Said Rabbah bar Rav Huna: Anything said in front of three people is not a violation of lashon hora.
Why? Your friend has a friend, and your friend’s friend has a friend.
When Rav Dimi came he said: What is the meaning of the verse “One who blesses his fellow in a loud voice early in the morning, it will be considered a curse for him”? For example, if he comes to a host and they put forth an excellent effort for him, and next morning he goes out and sits in the marketplace and says ‘May the Merciful bless X who made such an effort for me”, so that people hear and go overwhelm the host.
In reverse order:
The ban on excessive public praise teaches us that we are responsible not only for our intent, but also for consequences that a reasonable person could anticipate.
The exception for statements that the other person has already made public teaches that privacy can be waived.
The exception for statements made in the subject’s presence means that transparency is both important and a reasonable defense against a claim of privacy violation.
Plugging all these rules into the Facebook issue yields a policy in which even the most innocuous data is presumed private. This presumption can be waived, and in some cases can be overcome if the subject is completely aware of what is being done.
The near-absolute presumption of data privacy, and not just act-privacy, and the recognition that breach of privacy can be reasonably expected to cause damage in a wide variety of manners, may be valuable contributions to contemporary discourse.

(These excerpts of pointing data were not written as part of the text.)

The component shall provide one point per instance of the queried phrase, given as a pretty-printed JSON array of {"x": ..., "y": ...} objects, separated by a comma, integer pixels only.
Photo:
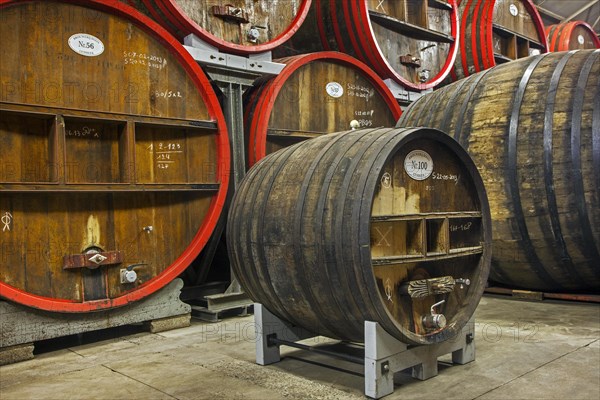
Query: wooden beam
[{"x": 582, "y": 9}]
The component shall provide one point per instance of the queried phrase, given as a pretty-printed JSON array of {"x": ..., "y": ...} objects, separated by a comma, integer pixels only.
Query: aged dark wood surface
[
  {"x": 228, "y": 25},
  {"x": 410, "y": 41},
  {"x": 572, "y": 35},
  {"x": 497, "y": 31},
  {"x": 327, "y": 232},
  {"x": 315, "y": 94},
  {"x": 117, "y": 151},
  {"x": 533, "y": 129}
]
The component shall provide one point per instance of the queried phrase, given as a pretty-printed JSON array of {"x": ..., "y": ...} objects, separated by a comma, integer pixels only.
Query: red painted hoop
[
  {"x": 176, "y": 16},
  {"x": 258, "y": 128}
]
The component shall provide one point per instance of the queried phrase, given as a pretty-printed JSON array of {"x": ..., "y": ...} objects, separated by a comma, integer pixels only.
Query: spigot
[
  {"x": 128, "y": 275},
  {"x": 434, "y": 321},
  {"x": 462, "y": 282}
]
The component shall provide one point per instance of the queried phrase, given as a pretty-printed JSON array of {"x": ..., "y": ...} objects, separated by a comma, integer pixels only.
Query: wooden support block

I need to make clear that I am not arguing that halakhah was prescient about the web, or that the framework I have set out represents a normative halakhic consensus. Far from it! As with all genuinely new issues, a serious halakhic response requires creativity. For example, even if one accepted all the readings offered above, application to social media would require a complete reformulation of the “three people” standard. We should make clear that we are seeking not to pasken but rather to influence; psak may or may not follow in the wake of influence, but should not precede it. Halakhists should also carefully follow trends and outcomes in other legal systems and carefully incorporate the lessons of their experiences.